A Lyapunov Framework for Quantum Algorithm Design in Combinatorial Optimization with Approximation Ratio Guarantees
Shengminjie Chen, Ziyang Li, Hongyi Zhou, Jialin Zhang, Wenguo Yang, Xiaoming Sun
TL;DR
The paper introduces a quantum Lyapunov control framework to design quantum approximation algorithms for combinatorial optimization with provable guarantees. By constructing a time-dependent Lyapunov function $E(t)$ that incorporates the problem Hamiltonian $\mathbf{H}_f$ and an upper bound on the optimal value, it derives a time-dependent Hamiltonian that ensures monotone improvement and yields lower bounds on the achievable approximation ratio. The framework has one- and two-parameter variants, decomposes the evolution into commuting and non-commuting parts, and uses measurement-feedback to adaptively set parameters, demonstrated on Max-Cut with adaptive variational circuits. Numerical experiments on diverse graph classes show the true ratio converges toward 1 with more iterations, while the Lyapunov-based bounds remain reliable and can be tighter with a two-parameter design. This approach broadens theoretical guarantees for quantum optimization beyond standard QAOA analyses and provides a practical pathway for adaptive, feedback-driven quantum approximation algorithms with provable performance bounds.
Abstract
In this work, we develop a framework aiming at designing quantum algorithms for combinatorial optimization problems while providing theoretical guarantees on their approximation ratios. The principal innovative aspect of our work is the construction of a time-dependent Lyapunov function that naturally induces a controlled Schrödinger evolution with a time dependent Hamiltonian for maximizing approximation ratios of algorithms.

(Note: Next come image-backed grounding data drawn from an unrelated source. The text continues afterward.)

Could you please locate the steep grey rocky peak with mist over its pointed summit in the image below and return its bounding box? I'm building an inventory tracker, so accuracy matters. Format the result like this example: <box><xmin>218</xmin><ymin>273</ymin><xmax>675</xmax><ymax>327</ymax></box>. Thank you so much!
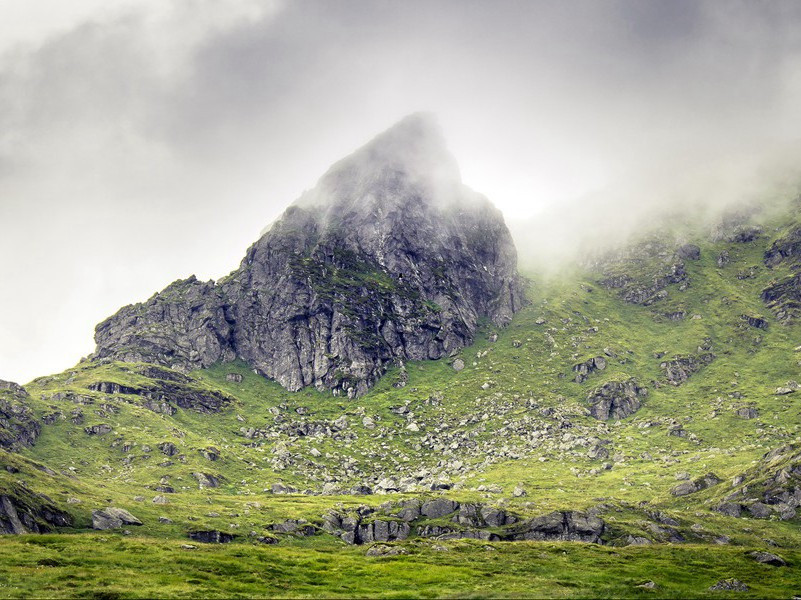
<box><xmin>95</xmin><ymin>115</ymin><xmax>525</xmax><ymax>396</ymax></box>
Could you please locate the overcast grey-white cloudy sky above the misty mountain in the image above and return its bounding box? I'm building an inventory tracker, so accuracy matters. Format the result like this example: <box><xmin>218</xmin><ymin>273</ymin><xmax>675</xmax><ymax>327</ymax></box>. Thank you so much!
<box><xmin>0</xmin><ymin>0</ymin><xmax>801</xmax><ymax>382</ymax></box>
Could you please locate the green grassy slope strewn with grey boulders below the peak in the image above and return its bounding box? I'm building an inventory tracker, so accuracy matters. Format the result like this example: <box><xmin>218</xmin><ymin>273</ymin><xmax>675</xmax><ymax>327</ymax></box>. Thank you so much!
<box><xmin>0</xmin><ymin>200</ymin><xmax>801</xmax><ymax>598</ymax></box>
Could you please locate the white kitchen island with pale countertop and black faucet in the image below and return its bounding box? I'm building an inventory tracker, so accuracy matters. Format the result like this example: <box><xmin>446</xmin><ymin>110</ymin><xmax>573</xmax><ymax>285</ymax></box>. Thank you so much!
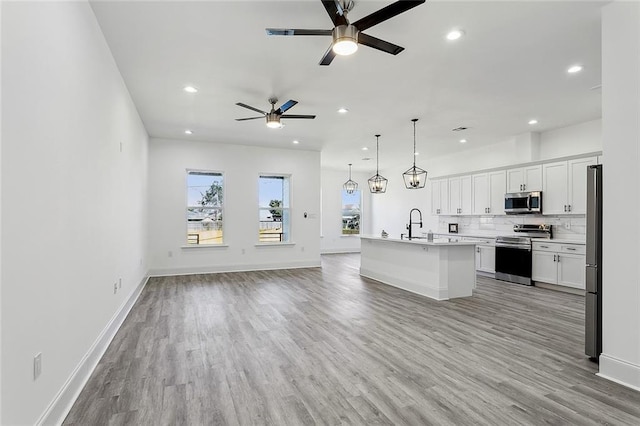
<box><xmin>360</xmin><ymin>236</ymin><xmax>477</xmax><ymax>300</ymax></box>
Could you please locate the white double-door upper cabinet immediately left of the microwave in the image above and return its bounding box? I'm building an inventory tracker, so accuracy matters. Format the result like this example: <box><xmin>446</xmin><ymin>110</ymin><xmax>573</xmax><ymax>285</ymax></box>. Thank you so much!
<box><xmin>471</xmin><ymin>170</ymin><xmax>507</xmax><ymax>215</ymax></box>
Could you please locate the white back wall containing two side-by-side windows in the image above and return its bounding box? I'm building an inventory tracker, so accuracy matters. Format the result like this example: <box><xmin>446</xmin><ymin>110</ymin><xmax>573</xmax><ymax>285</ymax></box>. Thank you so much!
<box><xmin>149</xmin><ymin>139</ymin><xmax>320</xmax><ymax>275</ymax></box>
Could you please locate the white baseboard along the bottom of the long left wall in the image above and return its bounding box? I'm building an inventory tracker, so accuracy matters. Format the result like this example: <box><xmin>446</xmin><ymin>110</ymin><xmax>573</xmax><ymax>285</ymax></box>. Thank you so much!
<box><xmin>35</xmin><ymin>275</ymin><xmax>149</xmax><ymax>426</ymax></box>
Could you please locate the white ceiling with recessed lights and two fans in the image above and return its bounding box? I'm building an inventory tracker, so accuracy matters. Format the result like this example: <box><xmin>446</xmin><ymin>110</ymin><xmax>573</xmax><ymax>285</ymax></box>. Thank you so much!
<box><xmin>92</xmin><ymin>0</ymin><xmax>606</xmax><ymax>171</ymax></box>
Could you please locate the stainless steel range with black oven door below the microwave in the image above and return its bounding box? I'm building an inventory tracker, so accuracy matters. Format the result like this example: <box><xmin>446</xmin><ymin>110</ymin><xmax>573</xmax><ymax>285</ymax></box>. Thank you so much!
<box><xmin>495</xmin><ymin>225</ymin><xmax>551</xmax><ymax>285</ymax></box>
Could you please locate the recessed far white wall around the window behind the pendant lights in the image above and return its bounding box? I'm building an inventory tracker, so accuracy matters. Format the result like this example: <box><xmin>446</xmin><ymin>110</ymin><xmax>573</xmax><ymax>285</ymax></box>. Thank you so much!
<box><xmin>320</xmin><ymin>167</ymin><xmax>371</xmax><ymax>253</ymax></box>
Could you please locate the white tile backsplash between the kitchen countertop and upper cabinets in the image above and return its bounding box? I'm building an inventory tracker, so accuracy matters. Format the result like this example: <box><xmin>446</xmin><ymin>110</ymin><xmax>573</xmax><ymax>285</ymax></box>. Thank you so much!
<box><xmin>437</xmin><ymin>215</ymin><xmax>586</xmax><ymax>241</ymax></box>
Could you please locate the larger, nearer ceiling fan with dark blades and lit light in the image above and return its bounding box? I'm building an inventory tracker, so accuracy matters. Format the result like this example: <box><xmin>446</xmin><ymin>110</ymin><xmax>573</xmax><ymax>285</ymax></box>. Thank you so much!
<box><xmin>266</xmin><ymin>0</ymin><xmax>425</xmax><ymax>65</ymax></box>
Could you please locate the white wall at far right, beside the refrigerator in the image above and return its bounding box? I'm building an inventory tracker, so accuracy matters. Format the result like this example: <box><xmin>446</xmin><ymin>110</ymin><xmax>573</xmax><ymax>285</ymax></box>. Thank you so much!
<box><xmin>600</xmin><ymin>1</ymin><xmax>640</xmax><ymax>390</ymax></box>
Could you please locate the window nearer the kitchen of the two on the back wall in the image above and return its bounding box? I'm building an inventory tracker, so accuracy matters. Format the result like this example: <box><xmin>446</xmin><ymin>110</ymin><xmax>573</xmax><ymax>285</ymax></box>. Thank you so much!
<box><xmin>258</xmin><ymin>176</ymin><xmax>291</xmax><ymax>243</ymax></box>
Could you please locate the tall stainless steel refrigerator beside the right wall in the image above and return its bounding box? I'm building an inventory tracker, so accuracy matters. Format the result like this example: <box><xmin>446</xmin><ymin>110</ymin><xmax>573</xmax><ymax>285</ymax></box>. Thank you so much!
<box><xmin>585</xmin><ymin>165</ymin><xmax>602</xmax><ymax>361</ymax></box>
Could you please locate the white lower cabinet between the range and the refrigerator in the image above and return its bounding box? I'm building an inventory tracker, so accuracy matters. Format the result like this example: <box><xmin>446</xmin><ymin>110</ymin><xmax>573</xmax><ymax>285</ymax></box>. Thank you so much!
<box><xmin>531</xmin><ymin>242</ymin><xmax>585</xmax><ymax>290</ymax></box>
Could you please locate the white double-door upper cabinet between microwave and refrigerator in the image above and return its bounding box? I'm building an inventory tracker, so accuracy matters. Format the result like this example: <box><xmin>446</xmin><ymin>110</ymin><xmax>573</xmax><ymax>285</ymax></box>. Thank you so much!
<box><xmin>542</xmin><ymin>157</ymin><xmax>597</xmax><ymax>214</ymax></box>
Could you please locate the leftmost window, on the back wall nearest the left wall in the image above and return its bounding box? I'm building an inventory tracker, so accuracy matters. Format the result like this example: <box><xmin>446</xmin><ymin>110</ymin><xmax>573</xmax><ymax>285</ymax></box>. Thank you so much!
<box><xmin>187</xmin><ymin>171</ymin><xmax>224</xmax><ymax>245</ymax></box>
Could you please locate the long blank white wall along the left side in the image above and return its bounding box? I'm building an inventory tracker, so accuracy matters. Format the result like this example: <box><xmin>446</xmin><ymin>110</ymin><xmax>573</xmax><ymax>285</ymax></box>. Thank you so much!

Because the approximation ratio depends on the optimal solution, which is typically elusive and difficult to ascertain a priori, the second novel component is to construct the upper bound of the optimal solution through the current quantum state. By enforcing the non-decreasing property of this Lyapunov function, we not only derive a class of quantum dynamics that can be simulated by quantum devices but also obtain rigorous bounds on the achievable approximation ratio. As a concrete demonstration, we apply our framework to Max-Cut problem, implementing it as an adaptive variational quantum algorithm based on a Hamiltonian ansatz. This algorithm avoids ansatz and graph structural assumptions and bypasses parameter training through a tunable parameter function integrated with measurement feedback.